Konferencje rejonowe przed rozpoczęciem nowego roku duszpasterskiego.
Takie spotkania odbywają się zawsze pod koniec sierpnia w Koszalinie - w Wyższym Seminarium Duchownym dla dekanatów północnych i w Pile - w parafii pw. św. Jana Bosko dla dekanatów południowych.
Księża i katecheci świeccy mają czas na chwilę modlitwy, a także na poznanie podstawowych założeń duszpasterskich na nowy rok.
Podczas swojego spotkania, księża wysłuchali wykładu ks. prof. dr. hab. Jana Przybyłowskiego z UKSW na temat: "Nowe drogi Kościoła w duszpasterstwie parafialnym w świetle nowej ewangelizacji".
Tematem, który mocno wybrzmiał podczas tegorocznych konferencji, był brak powołań kapłańskich. Na problem zwrócił najpierw uwagę ks. dr Wojciech Wójtowicz, rektor koszalińskiego seminarium. Jak zauważył, cyfra 5 kleryków, którzy dotychczas zgłosili się na rok propedeutyczny, stawia diecezję koszalińsko-kołobrzeską na jednym z ostatnich miejsc w Polsce.
O kryzysie powołań mówił także bp Edward Dajczak. - To jest już tak wyraźny sygnał od Pana Boga, że nie ma na co czekać. Proszę was bardzo, by nie było takiej niedzieli, Mszy św., Różańca, w których nie byłoby modlitwy o powołania. Potrzebny jest nam ten upór modlitwy, bo sytuacja jest już bardzo poważna - wzywał ordynariusz diecezji.
Bp Krzysztof Zadarko zapowiedział, że jeśli tendencja powołaniowa się nie odwróci, diecezję czekają trudne decyzje o redukcji liczby wikariuszy w kolejnych parafiach.
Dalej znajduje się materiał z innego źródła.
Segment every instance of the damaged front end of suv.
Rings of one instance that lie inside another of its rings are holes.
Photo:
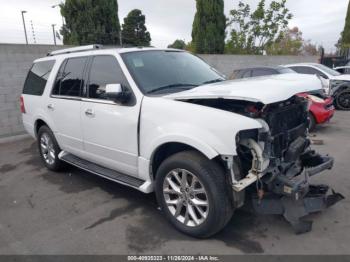
[[[296,233],[311,230],[306,215],[343,199],[326,185],[310,184],[310,177],[333,167],[333,158],[320,155],[308,138],[308,101],[290,99],[263,103],[229,99],[192,100],[192,103],[231,111],[261,123],[236,136],[237,156],[222,156],[230,171],[236,206],[244,199],[260,214],[281,214]]]

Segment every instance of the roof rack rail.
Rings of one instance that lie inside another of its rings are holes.
[[[77,47],[65,48],[65,49],[61,49],[61,50],[55,50],[55,51],[48,53],[47,56],[83,52],[83,51],[88,51],[88,50],[100,49],[102,47],[103,47],[103,45],[96,45],[96,44],[95,45],[77,46]]]

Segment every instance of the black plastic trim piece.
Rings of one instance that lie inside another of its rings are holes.
[[[125,175],[115,170],[94,164],[90,161],[84,160],[70,153],[64,154],[60,159],[64,162],[67,162],[71,165],[84,169],[85,171],[88,171],[95,175],[110,179],[112,181],[115,181],[121,184],[131,186],[131,187],[139,188],[145,182],[139,178]]]

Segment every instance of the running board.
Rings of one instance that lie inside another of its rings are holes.
[[[84,160],[80,157],[77,157],[73,154],[70,154],[70,153],[67,153],[64,151],[62,151],[59,154],[58,158],[64,162],[67,162],[68,164],[79,167],[79,168],[81,168],[85,171],[88,171],[90,173],[93,173],[95,175],[104,177],[106,179],[115,181],[115,182],[120,183],[120,184],[131,186],[131,187],[134,187],[137,189],[140,189],[140,187],[146,182],[146,181],[138,179],[136,177],[125,175],[125,174],[119,173],[115,170],[94,164],[90,161]]]

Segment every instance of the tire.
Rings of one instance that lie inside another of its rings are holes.
[[[180,178],[183,181],[184,174],[189,184],[188,192],[181,189],[179,183]],[[193,187],[190,186],[192,181],[197,181]],[[172,187],[173,183],[178,187],[176,190],[176,187]],[[200,193],[203,189],[204,193]],[[179,231],[192,237],[206,238],[214,235],[224,228],[233,214],[232,198],[224,170],[196,151],[183,151],[164,160],[156,174],[155,191],[165,217]],[[179,200],[185,204],[179,204]],[[177,202],[179,208],[176,204],[167,202]],[[207,206],[203,203],[207,203]],[[193,219],[193,213],[197,221]]]
[[[337,109],[350,110],[350,88],[346,88],[337,94],[334,102]]]
[[[58,158],[61,152],[54,134],[48,126],[42,126],[38,131],[38,149],[41,160],[52,171],[60,171],[66,165]],[[46,148],[45,148],[46,145]]]
[[[314,117],[314,115],[309,112],[309,131],[314,131],[315,130],[315,127],[316,127],[316,118]]]

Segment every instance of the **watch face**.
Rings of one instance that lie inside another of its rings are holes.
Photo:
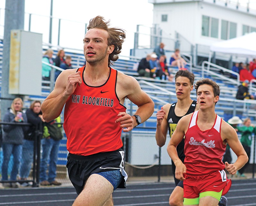
[[[141,118],[140,118],[140,117],[138,115],[138,116],[137,116],[137,118],[138,119],[138,121],[140,123],[140,124],[141,123]]]

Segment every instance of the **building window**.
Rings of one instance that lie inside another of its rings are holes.
[[[236,37],[236,24],[221,20],[221,39],[227,40]]]
[[[202,35],[218,38],[218,33],[219,19],[203,15]]]
[[[228,22],[225,20],[221,20],[221,39],[228,39]]]
[[[167,14],[162,14],[162,22],[167,21],[167,17],[168,17],[168,15]]]
[[[236,24],[230,22],[229,24],[229,39],[236,37]]]
[[[250,33],[250,26],[246,25],[243,25],[243,35]]]
[[[246,25],[243,25],[243,35],[250,32],[256,32],[256,28]]]
[[[251,27],[251,32],[256,32],[256,28],[255,27]]]
[[[212,18],[211,26],[211,36],[215,38],[218,38],[219,32],[219,19]]]
[[[203,16],[202,22],[202,35],[203,36],[209,36],[209,29],[210,28],[210,18],[206,16]]]

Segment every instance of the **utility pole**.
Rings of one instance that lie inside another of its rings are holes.
[[[5,0],[1,98],[2,115],[11,107],[13,99],[17,97],[9,92],[11,31],[24,29],[25,11],[25,0]]]

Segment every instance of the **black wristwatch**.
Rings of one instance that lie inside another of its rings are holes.
[[[140,123],[141,123],[141,118],[140,118],[140,117],[139,115],[133,115],[135,117],[135,119],[136,119],[136,121],[137,122],[137,123],[138,124],[138,125],[140,124]],[[138,125],[137,125],[138,126]],[[137,126],[135,126],[135,127],[136,127]]]

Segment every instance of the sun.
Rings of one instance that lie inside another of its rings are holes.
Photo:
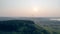
[[[38,9],[37,8],[33,8],[33,11],[38,12]]]

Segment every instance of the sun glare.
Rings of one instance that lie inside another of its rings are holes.
[[[33,11],[38,12],[38,9],[37,8],[33,8]]]

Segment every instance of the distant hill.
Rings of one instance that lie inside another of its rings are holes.
[[[9,32],[9,33],[8,33]],[[50,34],[30,20],[0,21],[0,34]]]

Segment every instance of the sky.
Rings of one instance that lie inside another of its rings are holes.
[[[60,0],[0,0],[1,17],[60,17]]]

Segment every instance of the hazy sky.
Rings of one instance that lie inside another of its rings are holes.
[[[60,0],[0,0],[0,16],[60,17]]]

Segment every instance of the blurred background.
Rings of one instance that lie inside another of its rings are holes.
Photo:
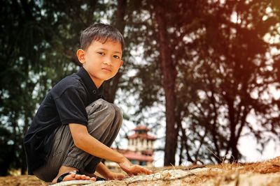
[[[82,30],[124,35],[105,95],[124,111],[114,146],[150,129],[155,164],[280,155],[279,0],[1,0],[0,176],[27,166],[22,137],[50,88],[76,72]]]

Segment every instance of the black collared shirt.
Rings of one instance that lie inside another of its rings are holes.
[[[49,91],[24,138],[29,173],[46,162],[52,145],[52,132],[69,123],[87,125],[85,107],[99,98],[104,98],[102,86],[97,88],[83,68]]]

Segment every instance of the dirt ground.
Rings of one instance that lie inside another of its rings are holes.
[[[128,177],[121,181],[88,183],[86,185],[280,185],[280,157],[255,163],[169,166],[154,168],[153,171],[153,175]],[[32,176],[10,176],[0,177],[1,185],[48,184]]]

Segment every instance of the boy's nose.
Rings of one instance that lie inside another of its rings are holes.
[[[104,61],[103,62],[104,64],[111,65],[112,64],[112,59],[111,57],[107,57],[105,59]]]

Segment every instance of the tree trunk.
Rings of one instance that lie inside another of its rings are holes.
[[[125,10],[127,8],[127,0],[118,0],[118,9],[115,13],[115,17],[113,20],[112,25],[117,28],[120,32],[123,34],[125,30]],[[106,100],[109,102],[113,102],[115,98],[115,93],[118,88],[121,72],[118,72],[114,77],[104,83],[104,95]]]
[[[166,139],[164,166],[175,164],[177,135],[175,128],[175,79],[176,71],[172,62],[169,47],[167,26],[164,17],[164,3],[155,1],[155,21],[158,24],[160,40],[161,70],[163,75],[163,88],[165,93]]]

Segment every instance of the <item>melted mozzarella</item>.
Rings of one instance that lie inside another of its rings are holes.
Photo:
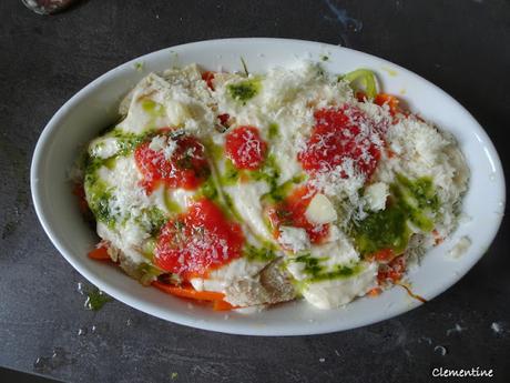
[[[377,286],[376,276],[377,264],[368,263],[355,276],[310,283],[303,290],[303,296],[318,309],[337,309]]]

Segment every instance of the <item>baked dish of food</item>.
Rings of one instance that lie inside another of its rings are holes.
[[[455,138],[366,69],[191,64],[146,75],[119,114],[76,172],[101,239],[89,256],[215,310],[335,309],[406,286],[467,191]]]

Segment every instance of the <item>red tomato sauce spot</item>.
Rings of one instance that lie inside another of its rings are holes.
[[[217,119],[223,127],[228,128],[228,120],[231,119],[228,113],[218,114]]]
[[[380,264],[377,273],[377,282],[379,284],[397,283],[406,272],[406,259],[404,255],[397,256],[389,263]]]
[[[238,127],[226,134],[226,155],[237,169],[256,170],[264,162],[267,143],[255,127]]]
[[[173,140],[167,138],[167,140]],[[170,159],[163,151],[154,151],[150,142],[140,144],[134,159],[142,172],[142,185],[151,193],[159,184],[169,188],[196,189],[210,175],[204,145],[194,137],[184,135],[174,140],[175,149]]]
[[[354,160],[357,171],[369,178],[380,159],[385,127],[377,127],[354,107],[320,109],[315,112],[315,127],[306,149],[297,159],[308,173],[327,171]]]
[[[206,71],[206,72],[202,73],[202,80],[204,80],[207,83],[207,87],[211,90],[214,90],[214,84],[213,84],[214,75],[215,75],[215,73],[211,72],[211,71]]]
[[[214,202],[203,199],[163,226],[155,263],[188,280],[239,258],[243,243],[241,225],[228,221]]]
[[[305,229],[312,243],[320,243],[328,236],[329,224],[314,224],[305,215],[315,194],[316,191],[310,187],[299,187],[285,201],[267,209],[276,238],[279,235],[279,226]]]

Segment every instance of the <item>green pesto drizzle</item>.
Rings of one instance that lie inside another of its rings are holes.
[[[274,140],[277,137],[279,137],[279,127],[277,123],[269,123],[269,125],[267,127],[267,137],[269,138],[269,140]]]
[[[265,243],[263,248],[246,244],[243,249],[243,254],[251,261],[267,262],[276,259],[276,253],[271,243]]]
[[[112,301],[112,299],[109,295],[106,295],[95,286],[88,290],[85,294],[85,308],[92,311],[99,311],[104,306],[104,304]]]
[[[165,216],[165,213],[156,206],[144,209],[142,214],[136,216],[136,223],[151,235],[157,235],[166,220],[167,218]]]
[[[326,268],[322,265],[320,262],[327,261],[327,256],[315,258],[310,254],[303,254],[289,260],[289,262],[297,262],[304,264],[303,272],[307,275],[307,278],[300,282],[305,284],[349,278],[356,275],[361,271],[361,266],[359,264],[356,264],[350,268],[336,264],[333,266],[332,270],[326,270]]]
[[[261,90],[261,81],[258,79],[249,79],[232,83],[226,87],[232,99],[246,104],[246,101],[257,95]]]
[[[390,191],[385,210],[369,212],[367,218],[351,225],[350,234],[363,255],[384,249],[396,253],[405,251],[412,234],[408,222],[424,232],[434,230],[440,201],[430,178],[411,181],[397,174],[397,182],[390,185]]]

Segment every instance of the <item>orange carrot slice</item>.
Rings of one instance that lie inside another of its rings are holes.
[[[376,95],[374,102],[377,103],[380,107],[382,107],[385,103],[387,103],[388,107],[389,107],[389,112],[392,115],[397,114],[400,111],[400,108],[398,107],[398,103],[400,101],[395,95],[387,94],[387,93],[379,93],[379,94]]]
[[[225,298],[223,293],[217,293],[214,291],[196,291],[192,286],[176,286],[161,282],[152,282],[152,285],[167,294],[187,298],[192,300],[214,302],[223,301],[223,299]]]

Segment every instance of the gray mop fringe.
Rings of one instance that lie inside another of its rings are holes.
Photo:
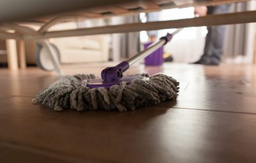
[[[67,75],[42,89],[32,102],[58,111],[67,109],[126,111],[177,98],[179,83],[175,79],[163,74],[141,75],[149,80],[134,79],[129,85],[122,82],[108,89],[86,87],[87,80],[95,78],[93,74]]]

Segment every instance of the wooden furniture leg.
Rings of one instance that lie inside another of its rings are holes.
[[[7,63],[8,68],[12,70],[18,69],[16,40],[8,39],[6,43]]]
[[[256,23],[254,24],[254,54],[253,54],[253,63],[256,63]]]
[[[26,51],[25,51],[25,42],[24,40],[18,41],[18,55],[19,55],[19,65],[21,69],[24,69],[26,67]]]

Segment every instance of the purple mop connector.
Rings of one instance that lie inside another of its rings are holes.
[[[173,36],[173,35],[168,33],[166,34],[166,36],[161,37],[161,38],[160,38],[160,39],[165,40],[165,43],[164,44],[164,45],[165,44],[166,44],[168,42],[170,42],[172,40]]]
[[[101,72],[101,78],[108,82],[118,81],[123,77],[123,72],[129,66],[128,62],[122,61],[115,66],[107,67]]]

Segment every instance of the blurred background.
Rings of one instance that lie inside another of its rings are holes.
[[[231,11],[243,12],[256,9],[255,1],[232,4]],[[124,23],[146,22],[194,17],[194,8],[164,10],[139,15],[113,17],[108,19],[79,20],[54,26],[51,30],[92,27]],[[227,26],[223,63],[249,63],[255,59],[255,23]],[[38,27],[33,26],[35,29]],[[50,31],[51,31],[50,30]],[[156,31],[93,35],[52,38],[50,41],[60,54],[61,64],[86,63],[92,62],[119,61],[143,50],[143,45],[152,41],[150,35],[156,39],[172,33],[175,29]],[[153,34],[152,34],[153,33]],[[191,63],[202,56],[207,33],[206,27],[188,27],[176,35],[164,49],[165,61],[168,62]],[[33,41],[26,41],[28,65],[36,65],[36,53],[40,46]],[[0,65],[7,66],[5,42],[0,42]]]

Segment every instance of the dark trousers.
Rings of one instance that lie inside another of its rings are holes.
[[[207,7],[207,15],[228,13],[230,4]],[[225,26],[207,27],[204,54],[200,60],[203,63],[219,64],[223,52]]]

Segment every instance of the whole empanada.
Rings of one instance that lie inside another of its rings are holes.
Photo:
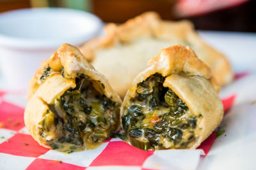
[[[77,48],[62,45],[41,67],[24,114],[39,144],[68,153],[92,149],[119,129],[120,97]]]
[[[233,73],[226,57],[207,45],[188,20],[162,20],[157,13],[147,12],[120,25],[109,24],[105,32],[104,37],[86,43],[81,50],[122,97],[152,56],[176,44],[193,49],[211,67],[221,85],[232,80]]]

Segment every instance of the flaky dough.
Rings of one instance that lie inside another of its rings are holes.
[[[147,68],[147,62],[161,49],[175,44],[195,50],[221,85],[232,80],[233,73],[225,57],[207,45],[188,20],[165,21],[154,12],[147,12],[120,25],[108,24],[105,33],[81,50],[122,97],[134,77]]]
[[[47,66],[50,66],[52,71],[45,81],[41,82],[40,78],[44,67]],[[61,68],[64,69],[68,78],[61,75]],[[52,103],[67,90],[75,88],[75,78],[77,76],[77,73],[89,76],[95,83],[95,85],[94,83],[93,84],[97,91],[121,104],[120,97],[113,91],[106,77],[87,62],[79,50],[70,45],[62,45],[41,64],[40,68],[31,79],[28,91],[29,101],[25,110],[24,121],[29,134],[45,147],[50,148],[50,146],[42,139],[38,133],[38,123],[42,120],[44,114],[48,108],[45,103]],[[103,84],[104,87],[101,85],[97,85],[99,82]]]
[[[136,95],[138,83],[158,73],[165,77],[163,86],[171,89],[195,115],[202,116],[197,125],[198,137],[188,148],[196,148],[220,125],[223,116],[222,103],[218,96],[219,85],[211,69],[189,47],[175,45],[161,50],[149,60],[150,66],[133,80],[121,106],[121,115]]]

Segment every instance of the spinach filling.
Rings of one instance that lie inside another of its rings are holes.
[[[41,136],[52,149],[70,152],[93,148],[114,133],[120,106],[97,91],[93,81],[96,81],[83,75],[76,78],[75,89],[48,104]],[[51,137],[51,131],[54,137]]]
[[[186,148],[196,137],[197,117],[172,89],[163,86],[159,73],[137,85],[122,117],[126,138],[143,150]]]
[[[45,78],[50,76],[51,71],[51,68],[50,66],[45,67],[43,71],[43,73],[40,77],[41,82],[44,82]]]

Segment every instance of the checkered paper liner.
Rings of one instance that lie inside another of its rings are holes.
[[[237,74],[233,84],[246,76]],[[226,87],[223,93],[225,114],[240,95],[237,88]],[[67,154],[40,146],[28,134],[23,120],[26,103],[22,92],[0,91],[1,169],[196,169],[221,133],[213,132],[196,150],[145,152],[111,138],[97,149]]]

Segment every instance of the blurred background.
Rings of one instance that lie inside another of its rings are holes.
[[[0,0],[0,12],[62,7],[93,13],[105,22],[122,23],[146,11],[164,19],[192,21],[202,30],[256,32],[256,1],[248,0]]]
[[[147,11],[191,20],[235,71],[256,71],[255,9],[252,0],[0,0],[0,89],[26,89],[40,62],[62,43],[81,46],[102,35],[106,23]]]

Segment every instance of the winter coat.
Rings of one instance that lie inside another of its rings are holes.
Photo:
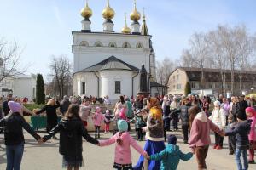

Dzisiaj nie ma tu już parafii, w której byłoby więcej niż 4 wikariuszy, a są przecież placówki, w których na posługę duszpasterską czeka po kilkanaście tysięcy wiernych.
W związku ze zmniejszającą się liczbą księży, bp Dajczak zwrócił uwagę na konieczność intensyfikacji zaangażowania świeckich w życie parafii. Wspomniał m.in. o roli nadzwyczajnych szafarzy Komunii św., których w diecezji jest ciągle niewielu. - Tu nie chodzi tylko o pełnienie tej funkcji. Tacy szafarze to przede wszystkim armia uformowanych mężczyzn, który częściej się modlą, a dzięki formacji, którą przeszli, są innymi ojcami i mężami. Jest to doskonała okazja do dobrego duszpasterstwa mężczyzn, których w porównaniu do kobiet jest w Kościele o wiele mniej. Przy ołtarzu i w konfesjonale nikt nas nie może zastąpić, ale są takie obszary, do których można z powodzeniem zaangażować ludzi świeckich - mówił biskup.
Ordynariusz diecezji zapowiedział także podjęcie pierwszych kroków w kierunku zorganizowania formacji żonatych mężczyzn do stałego diakonatu. Jeszcze w tym roku odbędzie się pierwsze spotkanie z potencjalnymi kandydatami.
Bp Dajczak zapowiedział także, że 20 września podczas odpustu w Skrzatuszu oficjalnie rozpocznie się tzw. okres presynodalny, przygotowujący diecezję do II synodu. Jak zaznaczył ordynariusz, okres ten będzie trwał co najmniej 2 lata, aby zapowiadany synod nie był jedynie formalną dyskusją w gronie ekspertów, ale stał się prawdziwym ożywieniem lokalnego Kościoła.
Z ważniejszych wydarzeń w roku duszpasterskim 2015/2016 zapowiedziano także peregrynację symboli Światowych Dni Młodzieży (krzyż i ikona). Przyjadą one do diecezji pod koniec stycznia. W ciągu kilku dni pojawią się we wszystkich dekanatach, gdzie zostaną zorganizowane specjalne czuwania.
W czerwcu 2016 roku w Kołobrzegu odbędą się główne diecezjalne uroczystości związane z ogólnokrajowym świętowaniem 1050. rocznicy chrztu Polski.
Przy okazji konferencji rejonowych księża, jak co roku, złożyli także ofiary na rzecz dwóch domów sióstr klauzurowych, które działają w diecezji koszalińsko-kołobrzeskiej. Są to klaryski w Słupsku i karmelitanki bose w Bornem Sulinowie.